A power series
\sum c_n (x-a)^n converges for some values of
x and diverges for others. Remarkably, the convergence set is never
a ragged scatter — it is always an interval centred at
a. There is a number R \in [0, \infty],
the radius of convergence, such that the series
- converges (absolutely) whenever |x - a| < R, and
- diverges whenever |x - a| > R.
Only the two endpoints x = a \pm R are left undecided — each must
be checked by hand. The job of this page is to compute R,
and the tool is the
ratio test.
Deriving the radius from the ratio test
The ratio test looks at the limiting ratio of consecutive terms of a series
\sum u_n: if \lim |u_{n+1}/u_n| = L,
the series converges absolutely when L < 1 and diverges when
L > 1. Apply it to the power series with
u_n = c_n (x-a)^n.
Step 1 — form the ratio of consecutive terms.
\left|\frac{u_{n+1}}{u_n}\right| = \left|\frac{c_{n+1}(x-a)^{n+1}}{c_n (x-a)^n}\right| = \left|\frac{c_{n+1}}{c_n}\right|\,|x - a|.
Step 2 — take the limit. Suppose the coefficient ratio settles to a limit,
\displaystyle \lim_{n\to\infty}\left|\frac{c_{n+1}}{c_n}\right| = \ell.
Since |x-a| is a constant, it pulls outside the limit:
L = \lim_{n\to\infty}\left|\frac{u_{n+1}}{u_n}\right| = \ell \,|x - a|.
Step 3 — impose the convergence condition. The ratio test demands
L < 1 for convergence:
\ell\,|x - a| < 1 \quad\Longleftrightarrow\quad |x - a| < \frac{1}{\ell}.
Step 4 — read off the radius. Comparing with
|x - a| < R, the radius is the reciprocal of the coefficient ratio:
\boxed{\,R = \frac{1}{\ell} = \lim_{n\to\infty}\left|\frac{c_n}{c_{n+1}}\right|\,}
with the natural conventions R = \infty when
\ell = 0 (the terms shrink so fast the series converges
everywhere) and R = 0 when
\ell = \infty (it converges only at the centre).
Three worked radii
(a) \sum x^n/n! gives R = \infty.
Here c_n = 1/n!, so
\left|\frac{c_{n+1}}{c_n}\right| = \frac{n!}{(n+1)!} = \frac{1}{n+1} \to 0 = \ell \quad\Longrightarrow\quad R = \frac{1}{0} = \infty.

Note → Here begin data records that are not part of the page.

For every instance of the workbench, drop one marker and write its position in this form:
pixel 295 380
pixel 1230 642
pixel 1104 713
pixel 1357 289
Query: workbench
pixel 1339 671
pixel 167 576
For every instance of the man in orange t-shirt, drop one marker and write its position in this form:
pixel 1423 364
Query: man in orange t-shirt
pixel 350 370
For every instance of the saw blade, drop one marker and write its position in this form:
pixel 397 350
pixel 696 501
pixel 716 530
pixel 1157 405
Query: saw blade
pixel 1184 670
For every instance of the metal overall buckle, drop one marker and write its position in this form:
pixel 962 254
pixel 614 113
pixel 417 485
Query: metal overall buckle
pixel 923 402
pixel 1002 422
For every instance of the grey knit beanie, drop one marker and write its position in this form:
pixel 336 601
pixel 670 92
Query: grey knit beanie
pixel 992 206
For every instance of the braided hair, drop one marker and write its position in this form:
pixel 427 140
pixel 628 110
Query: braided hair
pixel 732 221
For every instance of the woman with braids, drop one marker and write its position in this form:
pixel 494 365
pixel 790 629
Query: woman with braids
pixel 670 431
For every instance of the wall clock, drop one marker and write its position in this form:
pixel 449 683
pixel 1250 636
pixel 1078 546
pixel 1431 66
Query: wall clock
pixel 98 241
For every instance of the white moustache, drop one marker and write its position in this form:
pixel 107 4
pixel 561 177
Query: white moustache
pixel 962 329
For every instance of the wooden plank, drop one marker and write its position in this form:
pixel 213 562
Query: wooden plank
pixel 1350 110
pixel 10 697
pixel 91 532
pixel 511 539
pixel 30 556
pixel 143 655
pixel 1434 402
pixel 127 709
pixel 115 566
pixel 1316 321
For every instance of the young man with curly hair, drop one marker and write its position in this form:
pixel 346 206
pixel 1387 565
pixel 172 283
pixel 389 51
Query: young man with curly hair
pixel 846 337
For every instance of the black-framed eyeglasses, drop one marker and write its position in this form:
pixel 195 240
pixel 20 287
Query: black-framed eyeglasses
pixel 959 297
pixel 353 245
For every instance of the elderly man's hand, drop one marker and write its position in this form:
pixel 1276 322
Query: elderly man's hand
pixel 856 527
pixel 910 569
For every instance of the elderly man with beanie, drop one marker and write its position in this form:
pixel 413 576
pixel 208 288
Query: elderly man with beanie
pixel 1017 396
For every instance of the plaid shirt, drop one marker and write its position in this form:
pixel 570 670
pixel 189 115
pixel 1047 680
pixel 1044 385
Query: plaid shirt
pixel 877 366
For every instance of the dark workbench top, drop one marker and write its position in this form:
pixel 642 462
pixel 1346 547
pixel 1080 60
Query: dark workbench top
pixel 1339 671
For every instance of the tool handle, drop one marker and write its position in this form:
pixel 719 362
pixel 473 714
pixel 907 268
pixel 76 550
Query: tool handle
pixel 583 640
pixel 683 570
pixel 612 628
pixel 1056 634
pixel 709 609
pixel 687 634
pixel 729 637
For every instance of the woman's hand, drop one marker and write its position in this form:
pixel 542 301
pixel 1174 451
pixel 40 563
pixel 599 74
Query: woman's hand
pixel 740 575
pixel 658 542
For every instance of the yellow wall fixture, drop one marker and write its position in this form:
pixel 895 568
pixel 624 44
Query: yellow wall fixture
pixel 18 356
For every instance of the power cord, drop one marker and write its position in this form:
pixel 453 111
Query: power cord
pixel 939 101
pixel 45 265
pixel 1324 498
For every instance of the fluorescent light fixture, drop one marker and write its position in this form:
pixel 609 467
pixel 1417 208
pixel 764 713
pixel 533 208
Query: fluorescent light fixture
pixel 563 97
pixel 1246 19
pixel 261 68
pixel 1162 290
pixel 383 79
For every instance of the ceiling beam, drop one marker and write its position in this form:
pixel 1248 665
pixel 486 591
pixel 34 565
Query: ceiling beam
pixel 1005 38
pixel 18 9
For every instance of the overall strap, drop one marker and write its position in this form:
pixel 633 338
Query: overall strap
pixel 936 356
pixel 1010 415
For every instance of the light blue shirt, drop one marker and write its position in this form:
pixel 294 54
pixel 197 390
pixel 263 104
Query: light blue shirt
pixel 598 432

Converges for every x — this is the series for
e^x.
(b) \sum n!\,x^n gives R = 0.
Now c_n = n!, so
\left|\frac{c_{n+1}}{c_n}\right| = \frac{(n+1)!}{n!} = n+1 \to \infty = \ell \quad\Longrightarrow\quad R = \frac{1}{\infty} = 0.
Converges only at x = 0 — a power series that is barely a function
at all.
(c) \sum x^n/n gives R = 1,
endpoints differing. Here c_n = 1/n:
\left|\frac{c_{n+1}}{c_n}\right| = \frac{n}{n+1} \to 1 = \ell \quad\Longrightarrow\quad R = 1.
So it converges on (-1, 1) and diverges outside
[-1, 1]. The endpoints must be tested separately. At
x = 1 the series is \sum 1/n, the
harmonic series — diverges. At x = -1 it is
\sum (-1)^n/n, the alternating harmonic series —
converges. The interval of convergence is therefore
[-1, 1): same radius, different fates at the two ends.
For a power series \sum c_n (x-a)^n there is a radius
R \in [0, \infty] such that:
-
it converges absolutely for |x - a| < R and diverges for
|x - a| > R;
-
when the limit exists,
R = \lim_{n\to\infty}\left|\dfrac{c_n}{c_{n+1}}\right| (ratio
test), or more generally
1/R = \limsup_{n\to\infty}\sqrt[n]{|c_n|} (Cauchy–Hadamard,
root test);
-
the two endpoints x = a \pm R are not decided
by R and must be checked individually — convergence there can
go either way.
The three worked examples are the three archetypes, and they are genuinely different
species of object:
-
R = 0 (\sum n! x^n): the series is a
function on a single point. Useful only as a formal power series — an algebraic
bookkeeping device, not an analytic function.
-
R finite (\sum x^n/n): a real
function on a bounded interval, with the interesting drama all at the endpoints.
-
R = \infty (\sum x^n/n!): an
entire function, defined on all of
\mathbb{R} (indeed all of \mathbb{C}).
The exponential, sine and cosine all live here.
The endpoint subtlety in case (b) of the worked example —
[-1,1) — is not a blemish but the whole story: the radius is a
blunt instrument that locates the boundary, and the fine question of what happens
on the boundary needs the convergence tests for ordinary numerical series,
including the alternating-series test that rescued x = -1.